How do robots learn?

In this post, we’ll give an introductory explanation to machine learning that explains how robots learn. Machine learning is the study of computer programs to automatically improve through experience. It is used today by self driving cars, robots that pick up & move objects, weather and home price prediction and more.

What are the common types of machine learning?

There are three common types of machine learning:

Supervised Learning: Machine learning where the algorithm is trained on labeled data to predict or map input features to corresponding output labels.

LabelYourData Supervised Machine Learning Example With Labeled Data

One of the common supervised learning use cases is classification and regression. Classification allows us to “classify” inputs into specific outputs, i.e dogs or cats when given an input image. Regression allows us to find an underlying model that corresponds to data points we have seen before, allowing us to roughly predict data we have not seen before:

V7labs classification vs regression examples

The second common type of machine learning is known as Unsupervised Learning: Machine learning where the algorithm explores and identifies patterns or structures in unlabeled data without specific guidance.

LabelYourData unlabeled data example

A common unsupervised learning use case is known as clustering, where you can sort data into groups given some clusters, which may provide some degree of association and information about the data in each cluster (i.e height and likelihood to play in the NBA):

IMerit clustering example

The third common type of machine learning is Reinforcement Learning: Machine learning where an agent learns to make decisions through trial and error in an environment, receiving feedback in the form of rewards or penalties to improve its actions over time.

Robot learning visualization form Berkeley AIR

A robot can “learn” to move a green cylinder into a red circle by being rewarded if it does. An objective function, such as how close the green cylinder is to the red circle, mathematically encodes how much of a “reward” the robot receives, the higher the reward the better!

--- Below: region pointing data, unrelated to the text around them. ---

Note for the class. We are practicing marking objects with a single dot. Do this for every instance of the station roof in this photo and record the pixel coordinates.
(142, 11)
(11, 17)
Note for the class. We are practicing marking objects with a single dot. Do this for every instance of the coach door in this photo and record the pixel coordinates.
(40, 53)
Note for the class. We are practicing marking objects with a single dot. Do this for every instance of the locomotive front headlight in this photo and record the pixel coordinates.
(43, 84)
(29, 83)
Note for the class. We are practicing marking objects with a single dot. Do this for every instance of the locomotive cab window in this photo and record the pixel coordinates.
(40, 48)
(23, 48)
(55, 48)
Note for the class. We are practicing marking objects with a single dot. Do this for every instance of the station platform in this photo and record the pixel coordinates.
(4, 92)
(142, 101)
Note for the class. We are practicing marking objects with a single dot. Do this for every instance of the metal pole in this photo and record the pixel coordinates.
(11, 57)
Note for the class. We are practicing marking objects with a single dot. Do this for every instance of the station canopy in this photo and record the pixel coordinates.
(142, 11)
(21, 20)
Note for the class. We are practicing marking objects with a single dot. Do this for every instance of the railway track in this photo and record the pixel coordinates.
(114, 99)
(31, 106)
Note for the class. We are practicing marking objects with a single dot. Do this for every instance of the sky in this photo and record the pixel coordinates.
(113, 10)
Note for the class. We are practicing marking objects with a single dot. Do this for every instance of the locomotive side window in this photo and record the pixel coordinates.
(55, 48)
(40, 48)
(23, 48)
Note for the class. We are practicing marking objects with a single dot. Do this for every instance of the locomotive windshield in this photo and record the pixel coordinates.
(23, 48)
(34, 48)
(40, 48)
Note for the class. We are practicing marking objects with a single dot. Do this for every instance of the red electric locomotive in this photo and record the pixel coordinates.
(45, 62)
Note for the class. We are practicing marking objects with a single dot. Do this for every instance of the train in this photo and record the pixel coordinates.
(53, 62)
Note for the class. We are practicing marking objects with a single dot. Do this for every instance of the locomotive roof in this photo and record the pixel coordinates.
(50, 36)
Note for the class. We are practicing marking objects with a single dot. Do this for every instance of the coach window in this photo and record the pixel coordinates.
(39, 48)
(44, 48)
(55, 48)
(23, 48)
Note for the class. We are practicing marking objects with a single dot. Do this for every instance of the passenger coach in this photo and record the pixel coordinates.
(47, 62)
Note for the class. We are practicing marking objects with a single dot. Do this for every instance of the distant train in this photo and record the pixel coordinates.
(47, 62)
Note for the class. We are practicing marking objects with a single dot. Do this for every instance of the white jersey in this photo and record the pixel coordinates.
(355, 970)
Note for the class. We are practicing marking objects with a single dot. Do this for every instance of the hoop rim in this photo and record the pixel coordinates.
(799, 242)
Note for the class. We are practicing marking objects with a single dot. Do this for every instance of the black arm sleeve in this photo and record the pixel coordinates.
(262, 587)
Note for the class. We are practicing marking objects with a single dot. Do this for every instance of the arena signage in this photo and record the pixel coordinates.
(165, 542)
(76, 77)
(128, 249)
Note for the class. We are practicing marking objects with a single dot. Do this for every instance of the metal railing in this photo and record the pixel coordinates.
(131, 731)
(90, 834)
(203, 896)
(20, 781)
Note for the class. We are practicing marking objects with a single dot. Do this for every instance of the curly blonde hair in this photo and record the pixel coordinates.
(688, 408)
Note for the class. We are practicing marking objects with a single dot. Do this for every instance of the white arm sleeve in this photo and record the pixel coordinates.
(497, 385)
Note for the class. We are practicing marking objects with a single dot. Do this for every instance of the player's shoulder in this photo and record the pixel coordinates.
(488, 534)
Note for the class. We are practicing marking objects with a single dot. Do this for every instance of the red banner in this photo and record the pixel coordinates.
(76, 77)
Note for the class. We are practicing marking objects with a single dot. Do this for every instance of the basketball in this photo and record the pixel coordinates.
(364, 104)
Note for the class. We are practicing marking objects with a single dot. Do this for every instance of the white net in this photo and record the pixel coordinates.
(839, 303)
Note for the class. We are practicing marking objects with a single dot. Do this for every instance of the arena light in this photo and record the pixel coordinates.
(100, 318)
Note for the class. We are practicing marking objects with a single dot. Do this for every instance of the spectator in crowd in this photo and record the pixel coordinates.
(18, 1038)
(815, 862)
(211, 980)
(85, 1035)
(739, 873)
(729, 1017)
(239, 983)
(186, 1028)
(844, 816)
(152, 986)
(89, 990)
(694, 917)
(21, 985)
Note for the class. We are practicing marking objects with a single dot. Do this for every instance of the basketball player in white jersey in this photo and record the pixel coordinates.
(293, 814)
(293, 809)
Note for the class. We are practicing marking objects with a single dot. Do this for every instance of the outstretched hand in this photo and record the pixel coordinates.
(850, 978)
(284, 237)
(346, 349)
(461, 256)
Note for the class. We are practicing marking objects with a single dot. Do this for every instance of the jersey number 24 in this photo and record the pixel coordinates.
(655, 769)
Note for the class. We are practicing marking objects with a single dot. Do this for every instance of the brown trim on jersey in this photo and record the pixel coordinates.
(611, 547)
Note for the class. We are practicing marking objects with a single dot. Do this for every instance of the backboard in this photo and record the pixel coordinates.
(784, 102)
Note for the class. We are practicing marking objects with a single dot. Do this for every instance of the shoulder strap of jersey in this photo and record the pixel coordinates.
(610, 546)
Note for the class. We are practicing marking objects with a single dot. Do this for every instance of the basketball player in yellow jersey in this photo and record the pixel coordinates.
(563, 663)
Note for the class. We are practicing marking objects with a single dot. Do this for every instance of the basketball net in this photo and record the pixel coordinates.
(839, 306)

Supervised Machine Learning Example: Prediction

Given a lot of data and a measure of “correctness”, we can “train” a prediction function. Basic prediction from a linear regression if question is linear & 2 dimensional (x,y) (i.e your question has two variables, how hot is it depending on the number of clouds in the sky). We could predict how much force do you need to shoot a basket from a specific distance using a linear regression:

Predicting how much force to shoot a basketball from tensorflow

Consider a robot trying play basketball using machine learning:

  • Rules: If the shooter is X distance away from the hoop, shoot the ball with Y force. 
  • Goal prediction: What force (Y) should we use for each distance (X) so that the ball goes in the hoop?
  • When starting, we have no idea how much force we should use for each distance and miss most shots
  • In the beginning with no data, you have no idea how much force is needed to make a basket:
  • We shoot the ball randomly and we “learn” what shot went in the basket by recording force Y at distance X
  • With enough shots made, a linear regression (finding a line from a set of points) can predict how much force is needed for any distance!
  • Good for problems with a 2D (x/y) representation and linear solution, as a line is represented with the equation y=mx+b, the linear regression finds the best m and b that gets as close as possible to the points we consider solutions (i.e baskets made). These set of solution points can be thought of as our training data.
When we start, we miss often
  • Consider graphing all the successful baskets force (y) and distance (x). We would find that most shots fall on a specific line (the “optimal” solution of force for a given distance guaranteed to make the basket):
Distance vs force graph
  • The linear regression line finds the solution with points we labeled/recorded as “distance/forces” that resulted in a basket. With enough of these points, the robot can learn the perfect force to make a basket from any distance!

As we shoot more baskets and update our linear regression (line prediction), we keep improving our prediction and increasing the percentage of shots that go in! We can visualize our improvement over time as well.

Gradient descent visualization left, regression error on right as we approach “correct” solution
  • Visualizing the prediction (red line) over time as error is reduced by recording more baskets distance & force, the linear regression line becomes more accurate / optimal.

On the left we see the gradient descent visualized as we minimize error (misses) by taking more shots.

Playing basketball perfectly using machine learning

  • Once we have enough data by taking enough practice shots and recording (labeling) shots that went in, we will have found a line that predicts the proper force (Y) even for distances (X) we had not previously attempted
  • With enough data, we were able to interpolate the optimal function that reflects the game physics
  • Note this key limitation: basic linear regressions only work for predicting outcomes that can actually be modeled with a linear equation.

We hope with this guide, you have learned a little about how a robot learns, using machine learning techniques. We hope you also learned specifically about how a linear regression can be used to make a prediction given enough data.